Thaltej is a census town and a suburb in Ahmedabad district in the Indian state of Gujarat. The town comes under Ward No:8, North West Zone of Ahmedabad Municipal Corporation, the civic body that governs the City of Ahmedabad.

==Demographics==
As of 2001 India census, Thaltej had a population of 42,699. Males constitute 55% of the population and females 47%. Thaltej has an average literacy rate of 80%, higher than the national average of 59.5%: male literacy is 84%, and female literacy is 77%. In Thaltej, 10% of the population is under 6 years of age.

== Geography ==
Thaltej village is situated around a lake on the far western edge of Ahmedabad.

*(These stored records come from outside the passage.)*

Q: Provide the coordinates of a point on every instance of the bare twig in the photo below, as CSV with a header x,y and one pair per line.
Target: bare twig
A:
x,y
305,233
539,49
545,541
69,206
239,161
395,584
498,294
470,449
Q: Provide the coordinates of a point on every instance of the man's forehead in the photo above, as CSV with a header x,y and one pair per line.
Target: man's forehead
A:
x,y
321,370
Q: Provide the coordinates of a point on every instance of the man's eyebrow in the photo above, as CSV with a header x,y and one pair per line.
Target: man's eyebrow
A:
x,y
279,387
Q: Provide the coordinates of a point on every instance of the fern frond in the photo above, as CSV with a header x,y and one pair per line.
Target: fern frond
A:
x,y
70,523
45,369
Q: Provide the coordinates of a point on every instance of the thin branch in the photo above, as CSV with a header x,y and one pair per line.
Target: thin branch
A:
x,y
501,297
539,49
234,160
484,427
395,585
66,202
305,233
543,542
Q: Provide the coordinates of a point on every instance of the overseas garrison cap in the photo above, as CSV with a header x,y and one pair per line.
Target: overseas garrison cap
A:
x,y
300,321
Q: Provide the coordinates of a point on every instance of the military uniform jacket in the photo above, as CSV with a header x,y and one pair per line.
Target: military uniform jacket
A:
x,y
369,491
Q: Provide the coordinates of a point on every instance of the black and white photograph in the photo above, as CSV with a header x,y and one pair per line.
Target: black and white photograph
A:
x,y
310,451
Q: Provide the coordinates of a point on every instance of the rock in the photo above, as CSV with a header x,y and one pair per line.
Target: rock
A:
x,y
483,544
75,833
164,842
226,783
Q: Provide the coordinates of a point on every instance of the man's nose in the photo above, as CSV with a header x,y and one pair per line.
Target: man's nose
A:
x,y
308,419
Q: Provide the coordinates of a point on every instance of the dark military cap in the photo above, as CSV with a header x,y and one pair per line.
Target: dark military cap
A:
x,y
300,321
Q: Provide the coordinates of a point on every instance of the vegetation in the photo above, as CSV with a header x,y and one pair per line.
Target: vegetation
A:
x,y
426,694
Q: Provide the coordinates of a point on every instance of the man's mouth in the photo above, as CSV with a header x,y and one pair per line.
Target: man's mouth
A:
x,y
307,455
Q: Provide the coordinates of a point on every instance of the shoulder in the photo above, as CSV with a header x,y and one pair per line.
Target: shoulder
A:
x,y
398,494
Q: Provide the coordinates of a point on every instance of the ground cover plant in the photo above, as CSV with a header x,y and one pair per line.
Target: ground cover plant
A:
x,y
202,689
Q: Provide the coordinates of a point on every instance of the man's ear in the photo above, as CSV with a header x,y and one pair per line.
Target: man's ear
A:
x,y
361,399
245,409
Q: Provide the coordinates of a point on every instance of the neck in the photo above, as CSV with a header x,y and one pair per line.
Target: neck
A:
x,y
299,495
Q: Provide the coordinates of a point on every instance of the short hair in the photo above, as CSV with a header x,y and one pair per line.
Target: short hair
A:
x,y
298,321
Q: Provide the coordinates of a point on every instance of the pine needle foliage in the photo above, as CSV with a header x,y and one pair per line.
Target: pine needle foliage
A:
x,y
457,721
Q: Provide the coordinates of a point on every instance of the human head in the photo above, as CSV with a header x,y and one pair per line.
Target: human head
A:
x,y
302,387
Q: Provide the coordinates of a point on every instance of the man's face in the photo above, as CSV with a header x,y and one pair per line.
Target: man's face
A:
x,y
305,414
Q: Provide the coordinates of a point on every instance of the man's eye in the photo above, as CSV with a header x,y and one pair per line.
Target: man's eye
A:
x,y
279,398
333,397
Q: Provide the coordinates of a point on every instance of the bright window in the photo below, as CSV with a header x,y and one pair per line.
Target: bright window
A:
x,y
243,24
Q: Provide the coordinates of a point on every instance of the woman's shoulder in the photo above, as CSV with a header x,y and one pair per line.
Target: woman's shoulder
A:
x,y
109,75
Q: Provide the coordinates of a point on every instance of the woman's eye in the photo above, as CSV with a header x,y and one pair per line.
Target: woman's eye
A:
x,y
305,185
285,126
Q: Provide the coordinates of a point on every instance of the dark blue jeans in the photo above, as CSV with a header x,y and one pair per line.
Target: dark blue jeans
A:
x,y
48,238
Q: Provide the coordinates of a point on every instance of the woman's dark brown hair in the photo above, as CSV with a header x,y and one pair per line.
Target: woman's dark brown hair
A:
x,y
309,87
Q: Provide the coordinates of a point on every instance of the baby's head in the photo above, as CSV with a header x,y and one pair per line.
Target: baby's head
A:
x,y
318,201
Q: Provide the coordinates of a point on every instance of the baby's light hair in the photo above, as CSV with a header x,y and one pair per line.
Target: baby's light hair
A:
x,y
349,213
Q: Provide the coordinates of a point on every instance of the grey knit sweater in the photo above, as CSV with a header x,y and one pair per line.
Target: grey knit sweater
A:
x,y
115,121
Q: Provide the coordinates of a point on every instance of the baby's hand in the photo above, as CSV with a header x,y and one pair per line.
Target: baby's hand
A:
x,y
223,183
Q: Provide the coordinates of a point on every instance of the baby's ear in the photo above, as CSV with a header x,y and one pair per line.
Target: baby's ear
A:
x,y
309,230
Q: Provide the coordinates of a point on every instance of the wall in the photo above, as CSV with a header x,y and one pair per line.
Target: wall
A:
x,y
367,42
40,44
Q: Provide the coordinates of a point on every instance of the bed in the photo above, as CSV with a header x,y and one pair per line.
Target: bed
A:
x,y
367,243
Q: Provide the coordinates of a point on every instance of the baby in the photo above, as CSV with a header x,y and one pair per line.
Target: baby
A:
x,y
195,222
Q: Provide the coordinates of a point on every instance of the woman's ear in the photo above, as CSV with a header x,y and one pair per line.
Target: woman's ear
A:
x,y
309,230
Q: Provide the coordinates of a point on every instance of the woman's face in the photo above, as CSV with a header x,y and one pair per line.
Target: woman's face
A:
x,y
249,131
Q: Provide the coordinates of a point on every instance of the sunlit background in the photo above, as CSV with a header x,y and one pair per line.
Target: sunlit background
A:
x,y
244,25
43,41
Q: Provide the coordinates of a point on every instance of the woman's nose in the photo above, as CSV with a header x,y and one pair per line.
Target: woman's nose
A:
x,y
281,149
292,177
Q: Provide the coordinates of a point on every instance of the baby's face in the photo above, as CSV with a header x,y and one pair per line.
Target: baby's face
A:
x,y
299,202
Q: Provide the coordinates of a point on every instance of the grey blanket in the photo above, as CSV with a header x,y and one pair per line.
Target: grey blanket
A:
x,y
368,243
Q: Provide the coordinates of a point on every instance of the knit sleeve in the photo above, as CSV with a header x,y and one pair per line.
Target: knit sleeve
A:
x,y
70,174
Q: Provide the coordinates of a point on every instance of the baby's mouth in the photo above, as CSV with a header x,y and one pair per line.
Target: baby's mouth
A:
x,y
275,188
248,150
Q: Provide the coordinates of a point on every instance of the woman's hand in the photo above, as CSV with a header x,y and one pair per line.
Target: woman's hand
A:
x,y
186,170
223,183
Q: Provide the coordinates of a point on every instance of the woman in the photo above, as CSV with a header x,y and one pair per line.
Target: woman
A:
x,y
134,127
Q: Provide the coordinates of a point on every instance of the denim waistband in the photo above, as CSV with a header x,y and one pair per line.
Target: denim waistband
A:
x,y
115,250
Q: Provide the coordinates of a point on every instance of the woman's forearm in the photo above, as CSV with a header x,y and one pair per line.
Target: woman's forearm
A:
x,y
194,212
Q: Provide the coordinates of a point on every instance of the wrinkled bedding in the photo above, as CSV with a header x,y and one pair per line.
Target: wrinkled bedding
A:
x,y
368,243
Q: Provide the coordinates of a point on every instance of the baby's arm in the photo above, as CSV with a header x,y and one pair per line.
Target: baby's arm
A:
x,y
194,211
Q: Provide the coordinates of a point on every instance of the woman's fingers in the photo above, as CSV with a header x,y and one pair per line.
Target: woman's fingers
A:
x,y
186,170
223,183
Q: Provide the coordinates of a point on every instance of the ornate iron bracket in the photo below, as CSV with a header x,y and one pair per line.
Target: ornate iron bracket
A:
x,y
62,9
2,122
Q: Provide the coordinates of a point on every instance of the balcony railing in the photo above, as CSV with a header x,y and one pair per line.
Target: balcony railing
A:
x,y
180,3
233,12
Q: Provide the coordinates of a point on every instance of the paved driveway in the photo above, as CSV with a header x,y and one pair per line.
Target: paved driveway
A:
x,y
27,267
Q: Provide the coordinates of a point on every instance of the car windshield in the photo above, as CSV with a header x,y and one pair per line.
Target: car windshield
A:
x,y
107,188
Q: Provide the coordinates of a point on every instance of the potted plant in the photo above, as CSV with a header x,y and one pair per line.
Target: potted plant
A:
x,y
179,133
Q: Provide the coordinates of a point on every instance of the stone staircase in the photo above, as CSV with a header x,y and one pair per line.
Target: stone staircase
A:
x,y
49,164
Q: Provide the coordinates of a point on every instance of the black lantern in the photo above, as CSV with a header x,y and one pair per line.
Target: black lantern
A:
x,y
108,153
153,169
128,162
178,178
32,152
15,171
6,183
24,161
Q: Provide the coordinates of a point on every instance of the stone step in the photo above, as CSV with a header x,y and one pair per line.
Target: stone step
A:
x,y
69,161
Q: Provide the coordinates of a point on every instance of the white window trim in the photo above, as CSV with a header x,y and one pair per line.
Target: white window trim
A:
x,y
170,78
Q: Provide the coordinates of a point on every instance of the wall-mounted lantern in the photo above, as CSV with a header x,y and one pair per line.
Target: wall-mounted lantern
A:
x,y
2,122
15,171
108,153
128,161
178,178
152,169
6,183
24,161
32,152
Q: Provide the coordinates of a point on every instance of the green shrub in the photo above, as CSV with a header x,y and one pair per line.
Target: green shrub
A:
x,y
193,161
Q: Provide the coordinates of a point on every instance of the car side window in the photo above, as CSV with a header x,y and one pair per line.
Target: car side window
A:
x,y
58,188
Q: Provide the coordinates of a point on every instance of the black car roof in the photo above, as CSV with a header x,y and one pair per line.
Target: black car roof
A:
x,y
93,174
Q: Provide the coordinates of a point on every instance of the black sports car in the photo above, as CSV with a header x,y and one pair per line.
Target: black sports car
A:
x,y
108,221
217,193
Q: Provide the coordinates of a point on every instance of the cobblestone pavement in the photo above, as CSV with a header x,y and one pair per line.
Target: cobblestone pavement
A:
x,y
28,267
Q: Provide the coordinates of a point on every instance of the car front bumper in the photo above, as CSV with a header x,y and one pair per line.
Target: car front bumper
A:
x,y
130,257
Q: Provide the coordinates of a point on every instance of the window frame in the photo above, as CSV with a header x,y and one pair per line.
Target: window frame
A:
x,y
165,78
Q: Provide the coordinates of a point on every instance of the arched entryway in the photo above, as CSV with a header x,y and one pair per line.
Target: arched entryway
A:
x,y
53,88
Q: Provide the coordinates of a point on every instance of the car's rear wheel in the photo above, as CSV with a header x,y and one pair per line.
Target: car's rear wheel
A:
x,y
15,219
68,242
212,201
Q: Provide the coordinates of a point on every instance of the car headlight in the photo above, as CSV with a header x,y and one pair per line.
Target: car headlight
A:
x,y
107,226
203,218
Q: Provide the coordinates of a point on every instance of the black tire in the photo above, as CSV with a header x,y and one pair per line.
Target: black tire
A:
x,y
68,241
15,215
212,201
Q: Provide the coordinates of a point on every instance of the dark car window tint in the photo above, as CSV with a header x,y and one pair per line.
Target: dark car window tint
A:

Since the city has continued to expand outward, development pressure has increased in the area and the lake has recently become an interest to the Ahmedabad Municipal Corporation (AMC) and the Ahmedabad Urban Development Authority (AUDA) as a potential redevelopment project. Currently, the lake is surrounded by a large slum population who has lived around the water body for 25–35 years. In addition, the lake and the surrounding areas are extremely polluted. The lake's total storage capacity is 32.2 crore liters and the circumference is 1617 meters. Desilting area is 107393m3.

== History ==
The village of Thaltej and surrounding areas were originally inhabited by members of low castes who were known for social crimes. This, along with its distance from the center of Ahmedabad hindered its development as a suburb of Ahmedabad in the late 20th century.